90 Chefs, 340 Waiters and a Sea of Rabbis
By COREY KILGANNON • New York Times City Room blog
David Scharf is planning a little get-together on Sunday in Brooklyn: dinner for 4,500 Hasidic rabbis.
“It’s the largest sit-down dinner in New York,” Mr. Scharf, 58, said Thusday as he surveyed his blank canvas, a cavernous warehouse in Red Hook.
The room is a dank, drafty cargo area for cruise ships, part of the Brooklyn Cruise Terminal. The trick was to transform it in a few days into a warm, joyous banquet. Mr. Scharf’s son Jason Scharf, 25, was by his side with a laptop that displayed conceptual images of the finished product: a golden-lit hall with endless rows of tables populated by a sea of men with long beards and black hats.
The event is the 27th annual International Conference of Chabad Lubavitch Emissaries, in which Lubavitcher rabbis stationed around the globe convene each fall in New York to kibitz, share stories and attend workshops and seminars. (Those unable to attend can catch the Webcast).
The event is now in its 27th year, and attendance grows each time. In fact, this terminal is the only place Mr. Scharf could imagine staging it. Well, there was the Javits Convention Center, but it was booked, and was a bit pricier, he said. And, this location is close to the Lubavitcher community and headquarters in Crown Heights.
“We looked at armories, hotels and other piers, but we could not find another location to hold everyone,” Mr. Scharf said.
Not that he hasn’t pulled off bigger events. There was the wedding in 1987 for about 25,000 guests at the Javits Center, for a grand rabbi’s daughter.
“But that was a buffet,” Mr. Scharf said. “This is a sit-down dinner: 4,500 meals served in a 30-minute period.”

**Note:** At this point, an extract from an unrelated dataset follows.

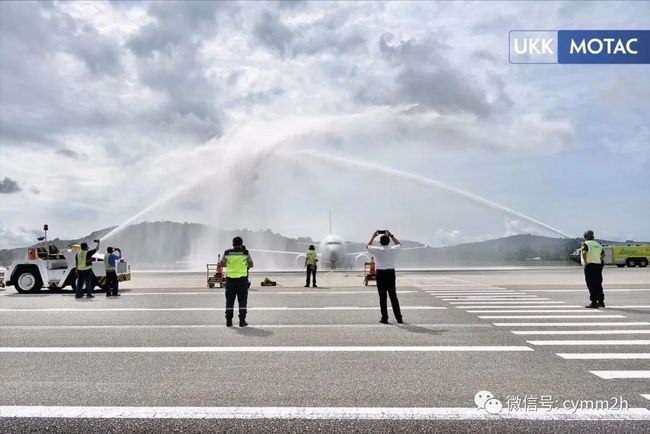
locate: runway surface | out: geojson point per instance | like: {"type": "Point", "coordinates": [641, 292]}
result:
{"type": "Point", "coordinates": [159, 358]}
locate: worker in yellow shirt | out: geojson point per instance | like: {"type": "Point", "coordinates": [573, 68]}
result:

There will be literally tons of food. Mr. Scharf has hired 90 chefs and 340 waiters. He has rented vast quantities of equipment, including 15,000 glasses and 30,000 pieces of cutlery. There is a bank of Kosher ovens wrapped in plastic and certified by a rabbi. A team of rabbis will be on hand to supervise the meals. The tractor-trailers will arrive on Sunday afternoon with some 5,000 — staffers have to eat, too — oven-ready meals of chicken and steak. The event is too huge to suffer picky eaters.
“Everyone gets their meat cooked medium — no choice,” said Mr. Scharf, of Cedarhurst, N.Y., who specializes in mega-events held by ultra-Orthodox Jews in New York City. They can be tricky functions to pull off. Think of the details, for example: finding a check-in system for 4,500 black coats to be shed at the door. (The black hats are worn inside.) So many pickles will be served that a staff member was already slicing them on Thursday, taking them from big buckets.

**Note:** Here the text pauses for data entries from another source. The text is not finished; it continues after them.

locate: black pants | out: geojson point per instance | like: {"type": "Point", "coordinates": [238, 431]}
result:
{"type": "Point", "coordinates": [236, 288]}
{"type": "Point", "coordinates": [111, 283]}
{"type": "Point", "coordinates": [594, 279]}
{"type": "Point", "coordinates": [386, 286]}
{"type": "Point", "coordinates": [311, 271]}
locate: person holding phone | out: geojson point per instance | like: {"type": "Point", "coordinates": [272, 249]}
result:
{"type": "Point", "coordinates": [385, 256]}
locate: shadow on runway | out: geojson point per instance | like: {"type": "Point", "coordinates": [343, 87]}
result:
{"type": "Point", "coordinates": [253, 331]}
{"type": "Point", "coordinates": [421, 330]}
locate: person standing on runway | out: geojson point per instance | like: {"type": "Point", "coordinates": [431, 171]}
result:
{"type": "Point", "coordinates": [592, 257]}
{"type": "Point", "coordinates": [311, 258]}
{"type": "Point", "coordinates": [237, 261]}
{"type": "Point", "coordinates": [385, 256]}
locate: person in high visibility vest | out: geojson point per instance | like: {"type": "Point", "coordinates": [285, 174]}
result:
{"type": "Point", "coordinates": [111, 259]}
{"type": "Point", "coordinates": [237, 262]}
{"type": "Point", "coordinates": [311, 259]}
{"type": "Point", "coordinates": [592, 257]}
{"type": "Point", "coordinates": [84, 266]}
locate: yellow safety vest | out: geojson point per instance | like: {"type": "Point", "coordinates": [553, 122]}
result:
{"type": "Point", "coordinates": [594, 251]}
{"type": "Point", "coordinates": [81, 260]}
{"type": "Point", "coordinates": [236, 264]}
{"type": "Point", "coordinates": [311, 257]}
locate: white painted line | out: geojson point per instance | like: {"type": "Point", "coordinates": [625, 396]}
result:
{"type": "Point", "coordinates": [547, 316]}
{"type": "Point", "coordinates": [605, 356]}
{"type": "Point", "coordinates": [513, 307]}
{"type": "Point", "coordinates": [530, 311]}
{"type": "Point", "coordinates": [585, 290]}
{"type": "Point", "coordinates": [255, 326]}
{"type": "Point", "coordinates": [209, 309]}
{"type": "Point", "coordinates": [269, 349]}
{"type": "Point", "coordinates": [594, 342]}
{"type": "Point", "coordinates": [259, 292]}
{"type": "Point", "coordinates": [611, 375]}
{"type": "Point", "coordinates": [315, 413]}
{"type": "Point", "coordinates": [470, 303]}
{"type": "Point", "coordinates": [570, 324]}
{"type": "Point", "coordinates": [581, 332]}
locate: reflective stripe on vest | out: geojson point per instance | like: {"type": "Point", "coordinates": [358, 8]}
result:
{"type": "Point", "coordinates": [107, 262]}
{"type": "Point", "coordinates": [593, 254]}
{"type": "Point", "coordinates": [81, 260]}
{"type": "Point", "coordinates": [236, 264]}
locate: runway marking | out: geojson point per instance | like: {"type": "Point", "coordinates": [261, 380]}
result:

Mr. Scharf stood in the middle of the warehouse, which overlooks Governors Island across Buttermilk Channel, surrounded by a feverishly working army of construction workers, designers and electricians. Fueled by coffee and cigarettes, he consulted detailed sketches and walked the warehouse barking orders into walkie-talkie and cellphone, and to sanitation, security, video and lighting crews.
Workers were jazzing up the austere walls with coverings. Men were unspooling huge rolls of carpeting across the 63,750 square feet of concrete floor, followed by crews putting 390 tables into place.

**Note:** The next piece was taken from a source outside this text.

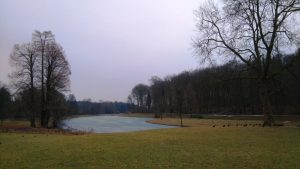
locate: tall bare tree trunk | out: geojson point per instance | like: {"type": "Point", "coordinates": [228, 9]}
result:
{"type": "Point", "coordinates": [32, 113]}
{"type": "Point", "coordinates": [264, 93]}
{"type": "Point", "coordinates": [43, 112]}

“It has to work like a precise machine, down to the inch,” Mr. Sharf said as he came upon a crew deviating slightly from the table-setting plan.
“Everybody stop!” he yelled. “I don’t want one mistake.”
The banquet is intended to reinvigorate the rabbis before they return to their missions around the world. There will be speeches and dancing, and the roll call of the various countries in which the rabbis work. Behind the dais, workers had hung a very large portrait of the Lubavitcher Rebbe, Menachem Mendel Schneerson, who died in 1994 and is known simply as “The Rebbe” to his followers. Mr. Sharf met the Rebbe several times and still has the dollar bills that the Rebbe, who would hand them out to people seeking his blessing, handed him.
Mr. Scharf stopped for a moment and took off his Mao-style cap and rubbed his eyes. His cellphone rang.
”Who is this? National? National what? Please be clear.” It was the National Fence Company, in reference to the 1,600 feet of chain-link fence he ordered to be placed on the docks outside. Rabbis in the water: This is not on the menu for Sunday.